Friday night began at AT&T Park for a Giants-Phillies baseball game. The new park is great and both teams are playing well. The Phillies recently added last year’s AL CY Young winner Cliff Lee to their rotation and he was dominant in his first NL start, taking a no-hitter into the sixth inning and adding two hits, including a double that just missed clearing the fence by a few feet. It was also an opportunity for me to explain the game to two traveling Brits we had met, familiar with cricket but fascinated by baseball and the common “technologies of body mechanics” that have been translated to their native sport over the past few decades. The nightcap was at a club called Rickshaw Stop for “Hot Tub”, a female Beastie Boys-type group that included the girlfriend of my Midd-buddy Bill. The girls put on a great show and the crowd loved it, pumping away on the dance floor and getting hotter and sweatier as the show cranked on.

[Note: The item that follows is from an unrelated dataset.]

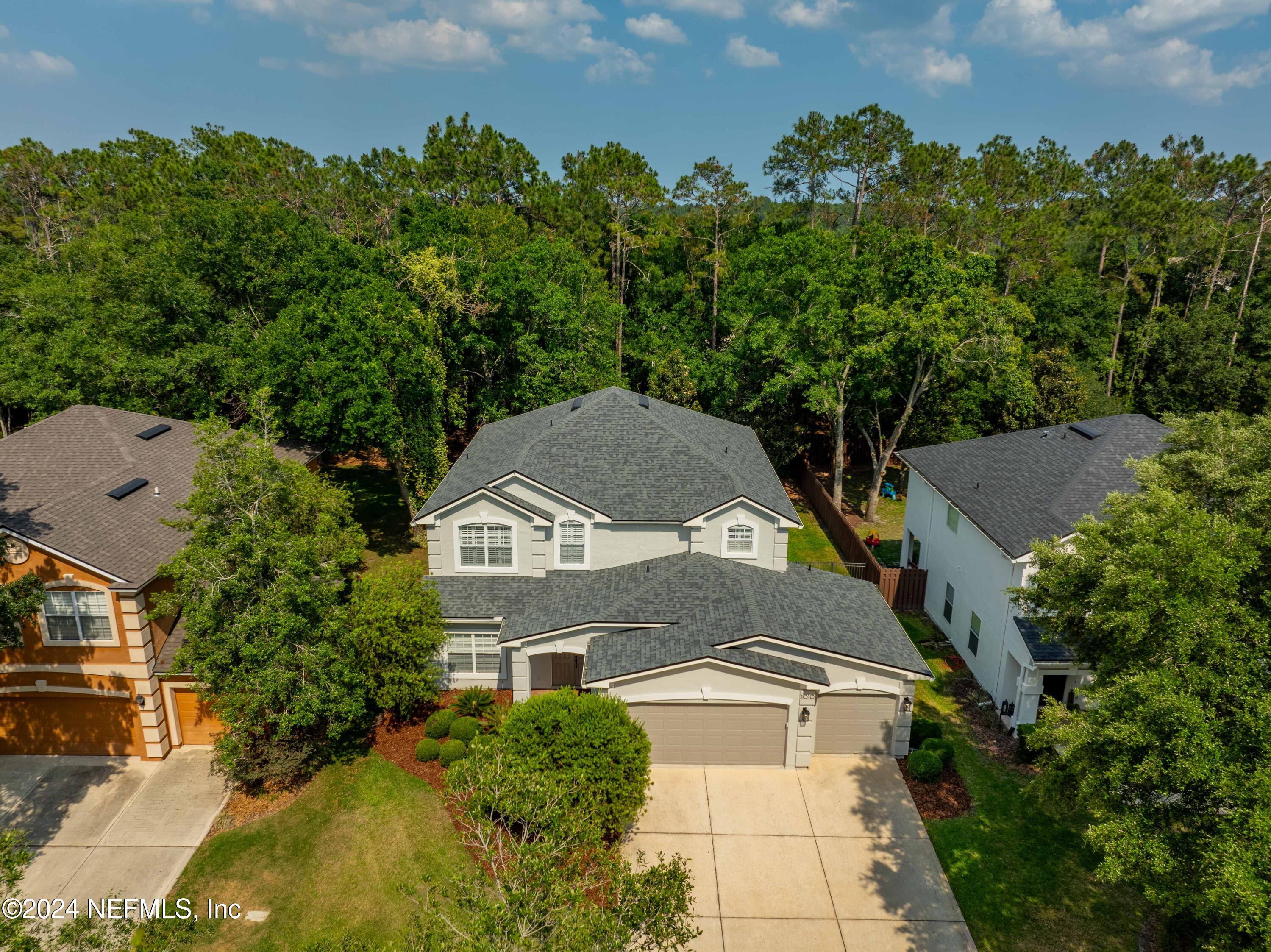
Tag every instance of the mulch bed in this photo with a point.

Saturday began with a brunch congregation of Middlebury ’00/00.5 at the delectable Universal Cafe including Bill and new parents Rob and Lucy, sporting their 2.5 month old, Leo. The afternoon was spent over Bloody Marys and pitchers at the classic biker beer garden Zeitgeist, art galleries and mexican food, then a fun cumbia/rock show at Makeout Room with Mexican Institute of Sound and Beastie Boys producer Money Mark. Again, the crowd responded to the noise with abundant kinetic energy and the floor was packed and bouncing.
On Sunday, we took a trip out to West Oakland to see Bill’s new digs and dine at a great Soul Food spot called Brown Sugar. For all its ghetto reputation, the area has a great neighborhood vibe and vitality. The afternoon featured house music in Golden Gate Park at a party in a grove hosted by the Dirty Bird record label. Unsurprisingly, the crowd was bumping to the tunes pumped into the surrounding natural beauty. After the music was stopped at 6:30, we waited two hours (in Dirty Trix bar) for a table at the SF hotspot Burma Superstar, which lived up to its reputation and delivered exquisite and exotic tastes from SE Asia. Finally, we ended at Paradise Lounge, where Bill played a great and unique set of his own music (as Vladmir Computin) and the subwoofers blasted vibrations into our bodies.
Monday morning we awoke to the realization that our time was almost up, but we made the most of it, connecting with future husband and wife John and Evans and driving North into Marin County and Stinson Beach, taking in the Pacific and the gorgeous hills cascading into the ocean, then Vietnamese food at Tao Cafe (Oh Pho!) and amazing ice cream at Mitchell’s as the clock ran down on our trip.
After a red-eye home last night, we awoke at 3pm in our Brooklyn bed with sweet memories of the past weekend. It is a great city, made even better by fantastic friends who we rarely get to see. Alaina and I love traveling to exotic locales for perspective on life, but sometimes this kind of trip feeds our soul in more powerful ways. Music, nature, food and friends are some of the most important aspects of my life and the past few days flowed with all in abundance. I feel fortunate to be able to jog across the country and explore a familiar foreign city on the West coast with great people and entertainment. Many thanks to the city of San Francisco and its residents.